According to Suzie Dawson, activist and citizen journalist who has been covering Assange, the incident occurred on October 29. She said the news of the break-in attempt was confirmed to her by the whistleblower’s legal team.
The message, allegedly sent by Assange’s lawyers to Dawson, said that someone tried to enter through the embassy’s windows at 4.31am, while the whistleblower was asleep. The supposed break-in attempt failed because Assange apparently “booby-trapped” the window with a fire hydrant, which got knocked over, waking him up.
The Metropolitan Police told the Daily Mail on Monday that they received no reports of the attempted break-in. However, Assange’s legal team reportedly stated that scaffolding erected around the building “obscures” the security cameras, pointed at the window in question.
The purported break-in happened the day Assange was about to testify via teleconference at a hearing, challenging Ecuador’s harshly revised terms for his asylum. The restrictions include a ban on discussing politics and accepting visitors, as well as covering his own expenses. The judge ultimately dismissed the lawsuit.
In recent weeks, Assange had been accusing Ecuador of using him as a “bargaining chip” in talks with the US and UK, who are pressuring the South American nation to revoke his asylum status. The whistleblower expressed fears that Quito is considering handing him over to British authorities, who can later turn him over to Washington.

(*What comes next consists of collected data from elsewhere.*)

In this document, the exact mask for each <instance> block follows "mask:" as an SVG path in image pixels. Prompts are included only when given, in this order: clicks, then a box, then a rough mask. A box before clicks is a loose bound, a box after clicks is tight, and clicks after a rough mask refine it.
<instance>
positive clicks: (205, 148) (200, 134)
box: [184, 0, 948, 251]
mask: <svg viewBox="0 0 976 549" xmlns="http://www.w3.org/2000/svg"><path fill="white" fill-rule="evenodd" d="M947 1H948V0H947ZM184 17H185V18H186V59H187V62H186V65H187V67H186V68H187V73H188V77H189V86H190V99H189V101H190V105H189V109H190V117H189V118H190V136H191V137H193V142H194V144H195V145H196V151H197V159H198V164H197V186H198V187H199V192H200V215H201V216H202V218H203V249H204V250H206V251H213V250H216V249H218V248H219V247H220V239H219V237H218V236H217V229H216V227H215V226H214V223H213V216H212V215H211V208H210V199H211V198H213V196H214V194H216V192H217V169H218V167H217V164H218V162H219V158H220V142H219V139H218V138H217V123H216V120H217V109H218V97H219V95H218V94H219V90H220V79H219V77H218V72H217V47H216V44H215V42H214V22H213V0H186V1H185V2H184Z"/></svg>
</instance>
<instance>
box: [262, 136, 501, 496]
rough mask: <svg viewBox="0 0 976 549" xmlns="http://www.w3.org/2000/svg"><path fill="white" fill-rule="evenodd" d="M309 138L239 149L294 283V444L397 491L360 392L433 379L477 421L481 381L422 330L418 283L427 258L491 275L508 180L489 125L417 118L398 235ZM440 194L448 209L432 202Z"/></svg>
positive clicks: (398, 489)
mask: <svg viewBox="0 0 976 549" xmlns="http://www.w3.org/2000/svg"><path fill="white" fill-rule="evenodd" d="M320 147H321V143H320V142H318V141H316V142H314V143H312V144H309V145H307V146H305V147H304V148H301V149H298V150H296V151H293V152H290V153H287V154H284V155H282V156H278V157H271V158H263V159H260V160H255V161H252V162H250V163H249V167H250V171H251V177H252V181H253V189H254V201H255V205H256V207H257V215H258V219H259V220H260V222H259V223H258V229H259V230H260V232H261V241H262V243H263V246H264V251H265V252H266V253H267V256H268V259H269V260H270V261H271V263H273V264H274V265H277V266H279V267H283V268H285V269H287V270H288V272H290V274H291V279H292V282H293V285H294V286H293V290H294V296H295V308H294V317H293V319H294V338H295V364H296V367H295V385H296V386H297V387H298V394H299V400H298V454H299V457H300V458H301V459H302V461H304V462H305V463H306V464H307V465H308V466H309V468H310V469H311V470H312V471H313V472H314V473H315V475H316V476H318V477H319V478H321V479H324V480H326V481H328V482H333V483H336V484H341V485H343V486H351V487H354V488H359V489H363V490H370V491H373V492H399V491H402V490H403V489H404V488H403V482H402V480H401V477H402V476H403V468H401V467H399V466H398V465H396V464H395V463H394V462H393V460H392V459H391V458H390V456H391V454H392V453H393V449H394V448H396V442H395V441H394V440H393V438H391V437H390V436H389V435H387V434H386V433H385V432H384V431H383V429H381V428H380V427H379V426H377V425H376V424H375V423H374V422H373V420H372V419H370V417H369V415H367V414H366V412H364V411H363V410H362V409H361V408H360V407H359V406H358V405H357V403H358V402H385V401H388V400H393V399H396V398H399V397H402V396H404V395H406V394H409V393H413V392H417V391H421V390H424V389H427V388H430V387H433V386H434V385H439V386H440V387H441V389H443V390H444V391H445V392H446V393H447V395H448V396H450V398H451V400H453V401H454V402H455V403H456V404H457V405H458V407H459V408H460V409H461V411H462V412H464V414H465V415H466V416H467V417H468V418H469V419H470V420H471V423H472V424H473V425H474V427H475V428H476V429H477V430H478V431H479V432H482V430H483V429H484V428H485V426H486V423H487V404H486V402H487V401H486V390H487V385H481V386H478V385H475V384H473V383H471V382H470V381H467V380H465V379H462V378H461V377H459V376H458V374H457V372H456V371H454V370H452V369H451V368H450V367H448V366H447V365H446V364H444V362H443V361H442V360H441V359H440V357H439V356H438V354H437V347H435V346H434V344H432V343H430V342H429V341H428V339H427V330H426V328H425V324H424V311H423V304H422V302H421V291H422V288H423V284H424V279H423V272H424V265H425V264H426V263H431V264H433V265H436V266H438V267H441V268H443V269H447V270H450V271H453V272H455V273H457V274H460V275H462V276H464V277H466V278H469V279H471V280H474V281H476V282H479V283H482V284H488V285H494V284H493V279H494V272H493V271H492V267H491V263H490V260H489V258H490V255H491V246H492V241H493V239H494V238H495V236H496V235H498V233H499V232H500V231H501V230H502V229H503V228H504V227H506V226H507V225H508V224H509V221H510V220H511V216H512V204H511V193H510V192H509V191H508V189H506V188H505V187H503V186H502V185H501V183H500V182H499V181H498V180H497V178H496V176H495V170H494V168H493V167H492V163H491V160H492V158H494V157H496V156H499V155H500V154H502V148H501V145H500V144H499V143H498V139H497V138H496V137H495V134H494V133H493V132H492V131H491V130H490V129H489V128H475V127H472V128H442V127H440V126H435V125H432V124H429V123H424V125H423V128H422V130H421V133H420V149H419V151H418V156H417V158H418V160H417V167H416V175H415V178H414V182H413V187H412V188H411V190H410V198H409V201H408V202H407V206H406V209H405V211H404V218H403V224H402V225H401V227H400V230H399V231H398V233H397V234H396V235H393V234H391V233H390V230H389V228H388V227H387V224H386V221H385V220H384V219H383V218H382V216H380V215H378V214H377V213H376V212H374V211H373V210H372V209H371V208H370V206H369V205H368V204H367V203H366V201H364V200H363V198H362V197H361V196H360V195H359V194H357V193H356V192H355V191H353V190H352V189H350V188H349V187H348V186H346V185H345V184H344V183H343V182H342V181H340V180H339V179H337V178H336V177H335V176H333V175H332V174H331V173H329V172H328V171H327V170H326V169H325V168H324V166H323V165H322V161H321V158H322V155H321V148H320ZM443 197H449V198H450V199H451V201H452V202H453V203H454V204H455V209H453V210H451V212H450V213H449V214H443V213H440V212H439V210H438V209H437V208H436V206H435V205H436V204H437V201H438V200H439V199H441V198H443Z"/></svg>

His concerns were reinforced by the fact that Ecuador’s Attorney General Inigo Salvador gave several interviews in which he floated the idea of taking the ‘Assange issue’ to the International Court of Justice, where – in case Ecuador loses – the state can be ‘forced’ to hand him over without breaking its own asylum rules.
Assange fears that once extradited to the US he would face persecution for Wikileaks’ publications of secret US government data.